Binance blamed the October 10 flash crash on a macro shock colliding with heavy leverage and evaporating liquidity, rather than any breakdown in its trading systems following speculative chatter on social media.

In a report released Saturday, the exchange said global markets were already under pressure following trade-war headlines when crypto markets cracked. Bitcoin and ether had rallied for months into early October, leaving traders heavily positioned and exposed.

At the time, open interest across bitcoin futures and options exceeded $100 billion, creating conditions ripe for forced deleveraging once prices started to fall, it said.

The selloff quickly fed on itself. As prices slid, market makers activated automated risk controls and reduced exposure, pulling liquidity from order books. Data cited by Binance, sourced from Kaiko, showed bid-side depth nearly vanished on several major exchanges during the peak of the move. With fewer resting orders, even small liquidations pushed prices sharply lower.

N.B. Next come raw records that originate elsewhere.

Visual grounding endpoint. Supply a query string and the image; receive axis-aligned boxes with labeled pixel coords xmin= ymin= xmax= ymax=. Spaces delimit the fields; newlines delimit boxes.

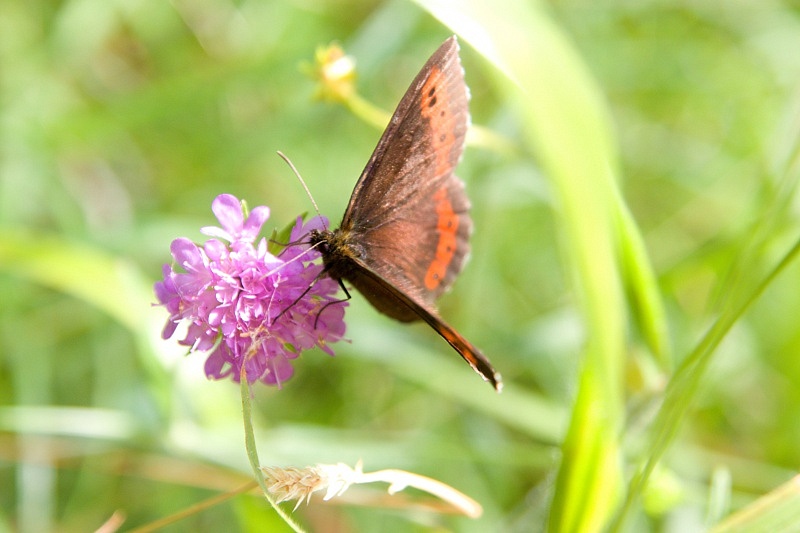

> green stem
xmin=239 ymin=364 xmax=303 ymax=533
xmin=610 ymin=236 xmax=800 ymax=531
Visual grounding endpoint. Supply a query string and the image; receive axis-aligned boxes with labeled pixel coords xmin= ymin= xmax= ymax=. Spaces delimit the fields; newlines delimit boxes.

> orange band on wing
xmin=425 ymin=188 xmax=458 ymax=291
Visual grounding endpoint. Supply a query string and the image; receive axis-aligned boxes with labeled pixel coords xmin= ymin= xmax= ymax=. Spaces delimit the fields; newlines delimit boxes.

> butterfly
xmin=309 ymin=36 xmax=502 ymax=391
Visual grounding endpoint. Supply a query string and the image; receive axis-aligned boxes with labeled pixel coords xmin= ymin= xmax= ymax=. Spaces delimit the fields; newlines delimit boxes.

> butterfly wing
xmin=350 ymin=254 xmax=503 ymax=392
xmin=341 ymin=37 xmax=472 ymax=321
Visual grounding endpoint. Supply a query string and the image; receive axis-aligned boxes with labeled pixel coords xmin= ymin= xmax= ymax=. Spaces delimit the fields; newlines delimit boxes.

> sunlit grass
xmin=0 ymin=0 xmax=800 ymax=531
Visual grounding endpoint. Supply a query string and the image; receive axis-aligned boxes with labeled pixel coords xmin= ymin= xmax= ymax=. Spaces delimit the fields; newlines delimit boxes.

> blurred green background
xmin=0 ymin=0 xmax=800 ymax=531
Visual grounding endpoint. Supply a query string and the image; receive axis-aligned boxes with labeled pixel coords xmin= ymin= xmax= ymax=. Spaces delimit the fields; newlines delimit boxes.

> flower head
xmin=154 ymin=194 xmax=346 ymax=385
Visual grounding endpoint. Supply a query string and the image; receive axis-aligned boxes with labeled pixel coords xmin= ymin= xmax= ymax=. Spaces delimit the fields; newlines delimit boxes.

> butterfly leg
xmin=306 ymin=280 xmax=352 ymax=329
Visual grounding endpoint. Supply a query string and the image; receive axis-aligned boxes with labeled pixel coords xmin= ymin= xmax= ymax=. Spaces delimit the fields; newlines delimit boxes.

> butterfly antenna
xmin=278 ymin=150 xmax=328 ymax=230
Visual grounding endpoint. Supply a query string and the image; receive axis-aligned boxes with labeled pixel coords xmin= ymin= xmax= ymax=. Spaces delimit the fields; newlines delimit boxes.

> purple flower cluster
xmin=155 ymin=194 xmax=346 ymax=386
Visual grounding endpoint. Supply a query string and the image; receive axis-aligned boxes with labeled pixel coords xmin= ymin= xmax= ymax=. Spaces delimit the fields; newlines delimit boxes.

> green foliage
xmin=0 ymin=0 xmax=800 ymax=532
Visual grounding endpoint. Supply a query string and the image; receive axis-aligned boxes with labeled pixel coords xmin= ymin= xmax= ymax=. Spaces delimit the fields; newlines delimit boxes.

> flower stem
xmin=239 ymin=364 xmax=303 ymax=533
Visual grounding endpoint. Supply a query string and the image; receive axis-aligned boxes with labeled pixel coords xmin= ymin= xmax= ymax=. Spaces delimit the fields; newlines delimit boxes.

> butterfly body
xmin=310 ymin=37 xmax=501 ymax=390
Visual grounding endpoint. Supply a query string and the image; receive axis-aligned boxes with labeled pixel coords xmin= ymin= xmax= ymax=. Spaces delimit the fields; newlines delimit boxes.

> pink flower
xmin=154 ymin=194 xmax=347 ymax=386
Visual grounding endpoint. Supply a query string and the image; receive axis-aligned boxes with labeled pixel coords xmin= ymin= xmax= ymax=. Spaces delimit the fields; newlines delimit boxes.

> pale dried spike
xmin=261 ymin=461 xmax=483 ymax=518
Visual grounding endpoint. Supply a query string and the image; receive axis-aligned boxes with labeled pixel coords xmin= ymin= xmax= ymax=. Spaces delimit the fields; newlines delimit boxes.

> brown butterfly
xmin=310 ymin=36 xmax=502 ymax=391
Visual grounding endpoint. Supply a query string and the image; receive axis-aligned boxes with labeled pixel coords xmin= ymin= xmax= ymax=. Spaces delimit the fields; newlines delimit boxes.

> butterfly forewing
xmin=311 ymin=37 xmax=502 ymax=391
xmin=342 ymin=38 xmax=472 ymax=312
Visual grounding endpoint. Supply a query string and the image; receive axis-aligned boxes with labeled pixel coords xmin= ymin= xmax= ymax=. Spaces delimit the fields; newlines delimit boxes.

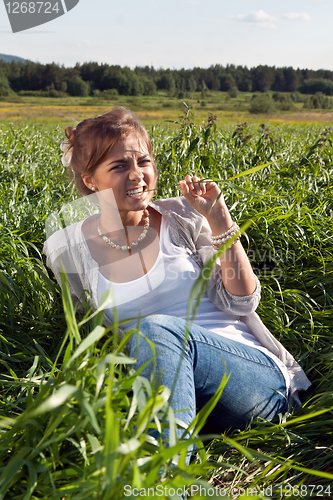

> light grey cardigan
xmin=43 ymin=197 xmax=311 ymax=407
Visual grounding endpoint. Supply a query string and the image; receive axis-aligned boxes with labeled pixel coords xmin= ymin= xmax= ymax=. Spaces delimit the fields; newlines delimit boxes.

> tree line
xmin=0 ymin=61 xmax=333 ymax=97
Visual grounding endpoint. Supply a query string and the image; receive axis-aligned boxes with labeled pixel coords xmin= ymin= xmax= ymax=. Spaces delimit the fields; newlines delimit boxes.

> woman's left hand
xmin=179 ymin=175 xmax=225 ymax=218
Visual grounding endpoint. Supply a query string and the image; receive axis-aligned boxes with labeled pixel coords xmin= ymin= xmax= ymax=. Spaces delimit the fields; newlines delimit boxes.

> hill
xmin=0 ymin=54 xmax=26 ymax=62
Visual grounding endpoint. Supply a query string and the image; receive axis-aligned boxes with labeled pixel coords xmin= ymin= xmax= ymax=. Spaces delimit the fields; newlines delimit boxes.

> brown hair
xmin=65 ymin=106 xmax=157 ymax=194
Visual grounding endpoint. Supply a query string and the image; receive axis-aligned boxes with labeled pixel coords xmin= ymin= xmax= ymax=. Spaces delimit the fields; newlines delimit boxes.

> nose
xmin=129 ymin=162 xmax=144 ymax=181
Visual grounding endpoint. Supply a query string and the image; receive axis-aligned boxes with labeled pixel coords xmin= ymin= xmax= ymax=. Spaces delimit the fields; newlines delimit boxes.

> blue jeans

The disruption was not limited to crypto. U.S. equity markets lost an estimated $1.5 trillion that day, with the S&P 500 and Nasdaq posting their largest one-day drops in six months. Binance said roughly $150 billion in systemic liquidations occurred across global markets.

Blockchain congestion added to the strain. Ethereum gas fees spiked above 100 gwei at times, slowing transfers and limiting arbitrage between venues. With capital unable to move quickly, price gaps widened and liquidity fragmented further.

Binance incidents that occured

Binance acknowledged two platform-specific incidents during the crash but said neither caused the broader market move.

The first involved a slowdown in its internal asset-transfer system between 21:18 and 21:51 UTC, affecting transfers between spot, earn and futures accounts. Core trading systems remained operational, but some users temporarily saw zero balances displayed due to backend timeouts.

Binance said the issue stemmed from a database performance regression under surge traffic and has since been fixed. Affected users were compensated.

The second incident involved temporary index deviations for USDe, WBETH and BNSOL between 21:36 and 22:15 UTC, after most liquidations had already occurred. Binance said thin liquidity and delayed cross-venue rebalancing caused local price moves to disproportionately affect index calculations.

Methodology changes have since been implemented, and impacted users were compensated.

Binance said about 75% of the day’s liquidations occurred before the index deviations, pointing to the initial macro shock as the primary driver.

In total, the exchange said it compensated users with more than $328 million and launched additional support programs to stabilize participants affected by the crash.